S.A. BNP Paribas Antilles Guyane

[Adresse 3]

[Localité 1]

Représentée par Me Daniel Werter, avocat au barreau de Guadeloupe, Saint-Martin et Saint-Barthélémy.

INTIME :

Monsieur [W] [Z]

‘[Adresse 5]’

[Adresse 5]

[Localité 2]

Représenté par Me Jeanne-Hortense Louis, avocat au barreau de Guadeloupe, Saint-Martin et Saint-Barthélémy.

COMPOSITION DE LA COUR :

L’affaire a été débattue le 24 octobre 2022, en audience publique, devant Monsieur Frank Robail, chargé du rapport, les avocats ne s’y étant pas opposé, puis mise en délibéré devant la cour composé de :

Monsieur Frank Robail, président de chambre,

Madame Annabelle Clédat, conseillère,

Monsieur Thomas Habu Groud, conseiller,

qui en ont délibéré.

Les parties ont été avisées à l’issue des débats que l’arrêt serait rendu par sa mise à disposition au greffe de la cour le 9 janvier 2023 ; par avis du même jour, les parties ont été avisées de la prorogation du délibéré au 30 janvier 2023.

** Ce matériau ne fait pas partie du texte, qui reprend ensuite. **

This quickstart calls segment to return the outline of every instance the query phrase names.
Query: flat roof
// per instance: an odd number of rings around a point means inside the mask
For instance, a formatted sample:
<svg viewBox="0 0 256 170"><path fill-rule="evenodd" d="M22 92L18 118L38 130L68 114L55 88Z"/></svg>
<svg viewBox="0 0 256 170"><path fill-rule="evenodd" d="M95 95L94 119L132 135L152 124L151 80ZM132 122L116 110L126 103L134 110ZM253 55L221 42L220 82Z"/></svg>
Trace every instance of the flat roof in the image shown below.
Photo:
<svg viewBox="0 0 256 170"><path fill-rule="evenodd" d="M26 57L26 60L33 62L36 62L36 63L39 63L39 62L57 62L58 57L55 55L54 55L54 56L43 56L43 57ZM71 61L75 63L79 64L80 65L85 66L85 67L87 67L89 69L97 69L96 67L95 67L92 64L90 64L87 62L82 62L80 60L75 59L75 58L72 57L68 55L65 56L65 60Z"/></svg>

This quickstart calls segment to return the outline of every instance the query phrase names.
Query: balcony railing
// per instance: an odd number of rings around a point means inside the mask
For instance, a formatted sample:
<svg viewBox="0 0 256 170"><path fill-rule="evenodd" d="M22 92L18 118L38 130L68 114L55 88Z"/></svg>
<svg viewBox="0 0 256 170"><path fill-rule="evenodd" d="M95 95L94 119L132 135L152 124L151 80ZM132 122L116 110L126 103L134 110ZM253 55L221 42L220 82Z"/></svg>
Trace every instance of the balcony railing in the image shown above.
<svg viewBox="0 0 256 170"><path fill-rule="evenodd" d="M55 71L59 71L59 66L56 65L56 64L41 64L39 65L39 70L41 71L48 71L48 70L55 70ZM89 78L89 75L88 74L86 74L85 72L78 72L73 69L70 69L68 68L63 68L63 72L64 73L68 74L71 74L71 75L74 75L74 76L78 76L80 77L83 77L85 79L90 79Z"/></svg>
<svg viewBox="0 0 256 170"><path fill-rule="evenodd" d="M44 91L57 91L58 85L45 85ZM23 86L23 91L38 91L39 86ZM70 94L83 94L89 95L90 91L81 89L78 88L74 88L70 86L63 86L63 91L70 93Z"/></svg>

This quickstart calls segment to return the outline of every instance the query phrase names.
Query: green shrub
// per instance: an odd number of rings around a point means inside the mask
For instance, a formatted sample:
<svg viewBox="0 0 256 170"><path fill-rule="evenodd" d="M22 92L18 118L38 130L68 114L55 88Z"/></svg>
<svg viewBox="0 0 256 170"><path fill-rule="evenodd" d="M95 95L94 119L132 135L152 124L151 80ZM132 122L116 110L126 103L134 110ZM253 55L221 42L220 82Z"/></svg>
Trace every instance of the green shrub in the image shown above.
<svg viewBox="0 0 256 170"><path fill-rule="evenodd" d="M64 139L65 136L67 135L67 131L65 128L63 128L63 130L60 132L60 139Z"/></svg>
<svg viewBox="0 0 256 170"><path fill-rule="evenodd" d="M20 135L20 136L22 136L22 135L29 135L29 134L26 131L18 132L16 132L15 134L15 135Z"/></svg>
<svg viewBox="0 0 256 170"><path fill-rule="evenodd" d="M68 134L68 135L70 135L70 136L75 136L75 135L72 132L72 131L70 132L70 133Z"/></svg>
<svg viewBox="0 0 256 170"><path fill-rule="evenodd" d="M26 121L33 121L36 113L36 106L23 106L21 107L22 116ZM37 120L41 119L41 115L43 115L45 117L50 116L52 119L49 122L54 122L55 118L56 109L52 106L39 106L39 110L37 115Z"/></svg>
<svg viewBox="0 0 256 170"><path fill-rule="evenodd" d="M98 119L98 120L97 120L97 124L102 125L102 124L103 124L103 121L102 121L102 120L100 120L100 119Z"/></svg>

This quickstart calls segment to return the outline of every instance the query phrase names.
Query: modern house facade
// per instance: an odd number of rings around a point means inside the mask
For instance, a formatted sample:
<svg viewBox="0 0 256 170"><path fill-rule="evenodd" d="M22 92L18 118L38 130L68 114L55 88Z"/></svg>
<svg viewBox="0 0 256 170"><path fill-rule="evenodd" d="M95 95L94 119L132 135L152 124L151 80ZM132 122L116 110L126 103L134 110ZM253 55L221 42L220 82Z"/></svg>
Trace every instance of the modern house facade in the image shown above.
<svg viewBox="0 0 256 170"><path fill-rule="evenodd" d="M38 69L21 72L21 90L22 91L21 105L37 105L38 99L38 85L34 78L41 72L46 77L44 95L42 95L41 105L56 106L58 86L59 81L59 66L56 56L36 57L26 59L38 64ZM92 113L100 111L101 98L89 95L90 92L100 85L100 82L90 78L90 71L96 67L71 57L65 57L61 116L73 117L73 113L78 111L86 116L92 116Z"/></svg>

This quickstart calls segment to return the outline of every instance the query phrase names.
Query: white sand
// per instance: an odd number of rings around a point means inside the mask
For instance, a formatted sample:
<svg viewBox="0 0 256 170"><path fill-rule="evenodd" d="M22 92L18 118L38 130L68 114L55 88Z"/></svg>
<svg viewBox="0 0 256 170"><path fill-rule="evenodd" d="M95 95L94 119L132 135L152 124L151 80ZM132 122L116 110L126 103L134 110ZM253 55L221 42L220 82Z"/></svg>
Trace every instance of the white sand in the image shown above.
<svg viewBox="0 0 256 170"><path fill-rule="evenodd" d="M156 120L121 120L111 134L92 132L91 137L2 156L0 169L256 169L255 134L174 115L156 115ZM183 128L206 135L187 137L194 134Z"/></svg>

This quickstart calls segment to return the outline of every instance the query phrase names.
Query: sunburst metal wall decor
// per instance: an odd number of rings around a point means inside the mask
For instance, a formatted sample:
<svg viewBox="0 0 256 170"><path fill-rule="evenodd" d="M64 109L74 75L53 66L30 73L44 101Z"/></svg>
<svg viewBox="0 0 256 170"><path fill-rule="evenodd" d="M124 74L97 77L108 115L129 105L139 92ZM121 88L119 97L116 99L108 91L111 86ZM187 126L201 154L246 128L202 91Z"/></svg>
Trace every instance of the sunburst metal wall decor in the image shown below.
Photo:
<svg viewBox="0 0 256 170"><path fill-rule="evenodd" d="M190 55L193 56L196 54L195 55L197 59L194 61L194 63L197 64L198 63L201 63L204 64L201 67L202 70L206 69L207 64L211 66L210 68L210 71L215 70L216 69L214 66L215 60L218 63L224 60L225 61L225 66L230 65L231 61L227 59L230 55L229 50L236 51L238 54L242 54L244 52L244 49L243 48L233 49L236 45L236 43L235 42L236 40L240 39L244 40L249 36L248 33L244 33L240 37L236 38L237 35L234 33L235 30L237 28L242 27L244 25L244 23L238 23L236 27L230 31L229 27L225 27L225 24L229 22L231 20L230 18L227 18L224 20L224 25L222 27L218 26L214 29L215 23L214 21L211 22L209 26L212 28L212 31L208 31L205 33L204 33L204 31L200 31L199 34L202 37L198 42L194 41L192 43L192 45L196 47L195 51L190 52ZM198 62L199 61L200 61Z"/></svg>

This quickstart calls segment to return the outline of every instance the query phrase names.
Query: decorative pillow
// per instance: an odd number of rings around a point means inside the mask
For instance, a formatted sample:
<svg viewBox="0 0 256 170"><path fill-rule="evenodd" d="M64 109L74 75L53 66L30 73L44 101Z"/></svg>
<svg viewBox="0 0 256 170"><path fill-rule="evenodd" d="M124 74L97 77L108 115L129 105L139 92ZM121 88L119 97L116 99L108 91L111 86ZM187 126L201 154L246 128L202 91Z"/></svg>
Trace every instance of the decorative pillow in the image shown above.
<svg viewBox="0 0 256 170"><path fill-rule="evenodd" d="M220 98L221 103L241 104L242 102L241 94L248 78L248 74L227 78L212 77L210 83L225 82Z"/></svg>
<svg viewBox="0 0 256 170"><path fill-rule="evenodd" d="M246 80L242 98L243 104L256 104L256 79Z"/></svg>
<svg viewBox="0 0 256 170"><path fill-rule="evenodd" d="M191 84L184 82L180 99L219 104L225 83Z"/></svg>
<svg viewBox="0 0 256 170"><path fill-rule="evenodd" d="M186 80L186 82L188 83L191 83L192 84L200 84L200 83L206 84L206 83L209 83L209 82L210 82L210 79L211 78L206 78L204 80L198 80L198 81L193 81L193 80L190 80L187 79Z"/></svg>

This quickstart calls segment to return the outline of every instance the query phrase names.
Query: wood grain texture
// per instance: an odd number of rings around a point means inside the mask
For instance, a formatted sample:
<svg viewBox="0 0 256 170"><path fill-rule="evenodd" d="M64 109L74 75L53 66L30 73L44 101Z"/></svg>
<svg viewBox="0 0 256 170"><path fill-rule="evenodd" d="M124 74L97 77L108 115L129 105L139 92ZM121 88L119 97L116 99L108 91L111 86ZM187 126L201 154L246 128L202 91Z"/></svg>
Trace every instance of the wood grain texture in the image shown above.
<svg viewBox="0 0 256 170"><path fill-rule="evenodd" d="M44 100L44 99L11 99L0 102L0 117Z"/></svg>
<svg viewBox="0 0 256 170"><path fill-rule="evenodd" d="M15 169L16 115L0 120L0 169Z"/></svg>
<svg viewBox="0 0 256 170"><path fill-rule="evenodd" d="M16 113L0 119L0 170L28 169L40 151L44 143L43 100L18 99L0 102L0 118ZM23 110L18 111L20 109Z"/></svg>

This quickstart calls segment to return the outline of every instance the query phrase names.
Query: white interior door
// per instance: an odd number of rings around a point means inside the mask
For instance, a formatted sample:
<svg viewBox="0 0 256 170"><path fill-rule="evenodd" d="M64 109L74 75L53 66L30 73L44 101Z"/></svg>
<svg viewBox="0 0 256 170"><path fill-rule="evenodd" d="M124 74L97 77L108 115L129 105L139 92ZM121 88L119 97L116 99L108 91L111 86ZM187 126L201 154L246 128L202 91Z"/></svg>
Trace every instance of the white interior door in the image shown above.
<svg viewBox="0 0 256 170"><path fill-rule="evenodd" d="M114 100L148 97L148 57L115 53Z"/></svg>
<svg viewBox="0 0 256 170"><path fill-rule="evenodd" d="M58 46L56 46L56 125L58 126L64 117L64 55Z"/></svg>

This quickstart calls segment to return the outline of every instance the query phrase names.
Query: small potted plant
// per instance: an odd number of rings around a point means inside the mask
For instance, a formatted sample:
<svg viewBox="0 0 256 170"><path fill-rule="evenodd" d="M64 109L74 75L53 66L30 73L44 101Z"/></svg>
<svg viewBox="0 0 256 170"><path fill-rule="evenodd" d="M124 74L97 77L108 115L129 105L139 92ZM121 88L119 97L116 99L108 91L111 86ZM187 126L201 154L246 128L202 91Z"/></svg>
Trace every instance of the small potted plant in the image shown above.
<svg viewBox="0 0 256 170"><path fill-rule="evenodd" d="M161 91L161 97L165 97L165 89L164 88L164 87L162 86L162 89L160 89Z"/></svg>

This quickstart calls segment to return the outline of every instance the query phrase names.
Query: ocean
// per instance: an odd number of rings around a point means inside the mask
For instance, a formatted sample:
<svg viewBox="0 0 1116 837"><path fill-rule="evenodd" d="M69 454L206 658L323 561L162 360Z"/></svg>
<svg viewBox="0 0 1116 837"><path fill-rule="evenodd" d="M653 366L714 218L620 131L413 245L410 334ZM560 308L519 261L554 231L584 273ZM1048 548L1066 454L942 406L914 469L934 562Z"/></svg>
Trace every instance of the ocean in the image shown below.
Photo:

GREFFIER  lors des débats et du prononcé : Madame Armélida Rayapin, greffière.

ARRÊT :

– Contradictoire, prononcé publiquement par mise à disposition de l’arrêt au greffe de la cour, les parties en ayant été prélablement avisés conformément à l’article 450 alinéa 2 du code de procédure civile.

– Signé par Monsieur Frank Robail, président de chambre et par Mme Armélida Rayapin, greffière, à laquelle la décision a été remise par le magistrat signataire.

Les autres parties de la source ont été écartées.